Web scraping with rvest and RSelenium

How to use rvest and RSelenium ot get list of billionaires

The idea is to show an example of use of both rvest and RSelenium in R to to some webscraping. For rvest, you only need to install the library. For RSelenium, you will to install the library, and will need to get a standalone version of firefox, using or the java standalone, or the docker standalone, see the selenium basic vignette. The third solution is to use the rsDriver function, but it gave me a lot of problem lately.

Difference between rvest and RSelenium

rvest help you to read an html page and extract elements from it. The inetraction you can have with the webpage include interacting with forms and handle sessions with passwords. It is incredibly efficient, and super handy, as almost all packages developped by Haddley Wickham.

So what is the point of RSelenium ? You cannot not interact with java with rvest. RSelenium allows you to have a webbrowser that you can control from you code. So you can do everything you do in a webbrowser. It is intended to test website for loading and problems.

I usually use only rvest, and use RSelnium when I need to interact with java. The website forbes with its billionaires list will give us an example: https://www.forbes.com/real-time-billionaires

Get the present list of billionaires

Let’s try to get the list of billionaires.

library(data.table)
library(rvest)
## Le chargement a nécessité le package : xml2
library(RSelenium)
## Warning: le package 'RSelenium' a été compilé avec la version R 3.6.3

Using the element inscpector, we see that the table is a dynamic table, and that the data of interest are in table rows <tr> of class base ng-scope. We can so read the page, and try to get the nodes corresponding to these rows:

url <- "https://www.forbes.com/real-time-billionaires"
page <- read_html(url)
page %>%
  html_nodes(xpath = "//tr[@class='base ng-scope']")
## {xml_nodeset (0)}

Here it is not working. Let’s have a look at what the page contains:

page
## {html_document}
## <html lang="en">
## [1] <head>\n<meta http-equiv="Content-Type" content="text/html; charset=UTF-8 ...
## [2] <body>\n<div id="consent_blackbar"></div>\n\t<div id="teconsent">\n\t\t<s ...

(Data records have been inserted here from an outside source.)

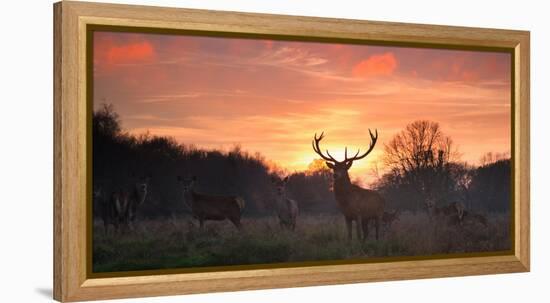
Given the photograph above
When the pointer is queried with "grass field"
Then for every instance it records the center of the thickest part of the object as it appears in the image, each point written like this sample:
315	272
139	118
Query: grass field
179	243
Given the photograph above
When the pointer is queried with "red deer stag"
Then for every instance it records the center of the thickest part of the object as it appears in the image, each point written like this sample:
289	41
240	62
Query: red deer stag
209	207
357	204
287	209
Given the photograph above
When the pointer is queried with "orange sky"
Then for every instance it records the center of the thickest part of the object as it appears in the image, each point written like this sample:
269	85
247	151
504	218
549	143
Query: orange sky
272	96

The page is bloqued by the cookies consentment

Here, it will be easier with RSelenium, because we have to click buttons. I use the firefox standalone with docker. I first run (in my computer console) docker run -d -p 4445:4444 selenium/standalone-firefox to run the standalone firefox in port 4445.

remDr <- remoteDriver(port = 4445L)
remDr$open()
## [1] "Connecting to remote server"
## $acceptInsecureCerts
## [1] FALSE
## 
## $browserName
## [1] "firefox"
## 
## $browserVersion
## [1] "84.0.1"
## 
## $`moz:accessibilityChecks`
## [1] FALSE
## 
## $`moz:buildID`
## [1] "20201221152838"
## 
## $`moz:geckodriverVersion`
## [1] "0.28.0"
## 
## $`moz:headless`
## [1] FALSE
## 
## $`moz:processID`
## [1] 776
## 
## $`moz:profile`
## [1] "/tmp/rust_mozprofileNDHipn"
## 
## $`moz:shutdownTimeout`
## [1] 60000
## 
## $`moz:useNonSpecCompliantPointerOrigin`
## [1] FALSE
## 
## $`moz:webdriverClick`
## [1] TRUE
## 
## $pageLoadStrategy
## [1] "normal"
## 
## $platformName
## [1] "linux"
## 
## $platformVersion
## [1] "4.19.121-linuxkit"
## 
## $rotatable
## [1] FALSE
## 
## $setWindowRect
## [1] TRUE
## 
## $strictFileInteractability
## [1] FALSE
## 
## $timeouts
## $timeouts$implicit
## [1] 0
## 
## $timeouts$pageLoad
## [1] 300000
## 
## $timeouts$script
## [1] 30000
## 
## 
## $unhandledPromptBehavior
## [1] "dismiss and notify"
## 
## $webdriver.remote.sessionid
## [1] "31281786-c20e-4dd3-a0fa-f0ba23a86cfb"
## 
## $id
## [1] "31281786-c20e-4dd3-a0fa-f0ba23a86cfb"
url <- "https://www.forbes.com/real-time-billionaires"
remDr$navigate(url)

You can get a screenshot of what the webrowser see, if you don’t have an actual webbrowser on your computer (you can see the webbrowser if you use the java standalone or rsDriver, not with docker):

remDr$screenshot(display = T)

I then want to detect the button, which has a class trustarc-agree-btn. I use a lot xpath, because you can use functions like starts-with or contains, which help you get easily the parts you want. See this great tutorial on W3schools, and a list of functions in this page from mozilla.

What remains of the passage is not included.